Sesungguhnya Allah Maha Pemurah lagi Maha Penyayang (Q.S. Al baqarah:173)
Karena itu, pemanfaatan jaringan sel atau organ tubuh babi untuk menyelamatkan
nyawa manusia hukumnya adalah boleh. Tiga kutipan berikut ini adalah sebagian di antara pandangan-pandangan yang memperbolehkan transplantasi organ tubuh babi pada manusia:
a. Akademi Fikih Islam Liga Dunia Muslim, Mekah, Arab Saudi, berpendapat boleh mentransplantasi hewan yang dagingnya haram dimakan pada tubuh manusia atas dasar kebutuhan yang mendesak
b. Akademi Fikih Islam India juga membenarkan pengambilan organ hewan yang dagingnya haram dimakan atau organ hewan yang halal dimakan tapi tidak disembelih secara islami untuk ditransplantasikan pada tubuh manusia.

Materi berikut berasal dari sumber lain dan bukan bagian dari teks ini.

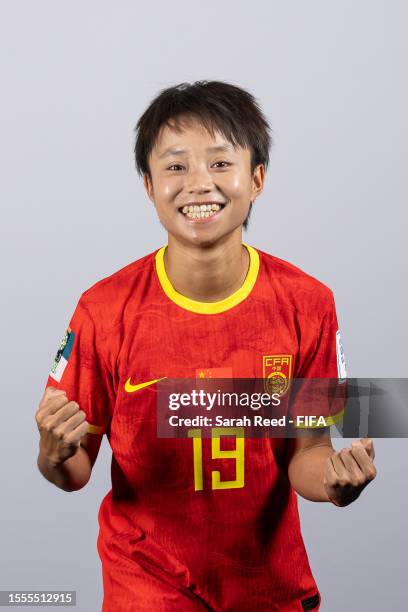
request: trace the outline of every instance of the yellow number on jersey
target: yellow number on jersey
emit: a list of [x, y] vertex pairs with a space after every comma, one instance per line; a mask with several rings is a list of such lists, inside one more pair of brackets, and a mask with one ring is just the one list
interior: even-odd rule
[[[203, 490], [203, 445], [201, 429], [189, 429], [189, 438], [193, 438], [194, 461], [194, 489]], [[235, 436], [235, 448], [221, 450], [220, 436]], [[212, 489], [239, 489], [244, 486], [244, 428], [243, 427], [214, 427], [211, 430], [211, 458], [235, 459], [235, 480], [221, 480], [218, 470], [211, 472]]]

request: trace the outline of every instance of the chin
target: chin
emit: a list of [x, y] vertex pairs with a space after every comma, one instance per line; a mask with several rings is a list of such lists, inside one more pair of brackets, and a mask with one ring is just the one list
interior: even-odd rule
[[217, 240], [219, 239], [219, 236], [199, 236], [199, 235], [193, 235], [193, 236], [185, 236], [184, 237], [184, 242], [190, 246], [195, 246], [195, 247], [210, 247], [213, 246]]

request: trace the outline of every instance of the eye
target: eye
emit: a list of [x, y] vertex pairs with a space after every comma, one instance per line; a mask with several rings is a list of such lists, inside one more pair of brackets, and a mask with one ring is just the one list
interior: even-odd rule
[[219, 168], [227, 168], [228, 166], [231, 166], [230, 162], [227, 162], [227, 161], [215, 162], [214, 166], [216, 166], [217, 164], [225, 164], [224, 166], [219, 166]]
[[167, 170], [171, 170], [172, 168], [176, 168], [177, 171], [179, 168], [183, 169], [183, 166], [181, 166], [180, 164], [172, 164], [167, 168]]

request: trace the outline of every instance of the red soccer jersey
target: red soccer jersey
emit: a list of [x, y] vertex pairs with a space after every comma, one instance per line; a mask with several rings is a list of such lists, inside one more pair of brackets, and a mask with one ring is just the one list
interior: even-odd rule
[[218, 302], [172, 287], [165, 246], [102, 279], [57, 353], [46, 386], [66, 390], [112, 449], [98, 516], [104, 612], [319, 608], [287, 439], [237, 436], [228, 454], [216, 439], [157, 437], [162, 377], [345, 376], [331, 290], [245, 247], [245, 281]]

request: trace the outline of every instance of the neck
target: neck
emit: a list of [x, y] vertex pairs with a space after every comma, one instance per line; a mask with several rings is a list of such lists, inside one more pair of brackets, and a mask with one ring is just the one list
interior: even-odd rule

Namun kebolehan ini dibatasi oleh dua syarat: pertama tidak ada lagi jalan keluar yang lain, kedua, nyawa si penerima organ dalam bahaya atau organ tubuhnya rusak dan tidak dapat di perbaiki lagi.
c. Dr.Fayshal Ibrahim Zhahir berpandangan bahwa boleh mentransplantasikan organ tersebut pada tubuh manusia berdasarkan prinsip fikih tentang keterdesakan yang membuat hal-hal terlarang menjadi boleh. Dengan demikian, kebolehan dalam kasus ini bersifat kondisional, yakni boleh dilakukan hanya apabila tidak ada organ tubuh hewan yang halal.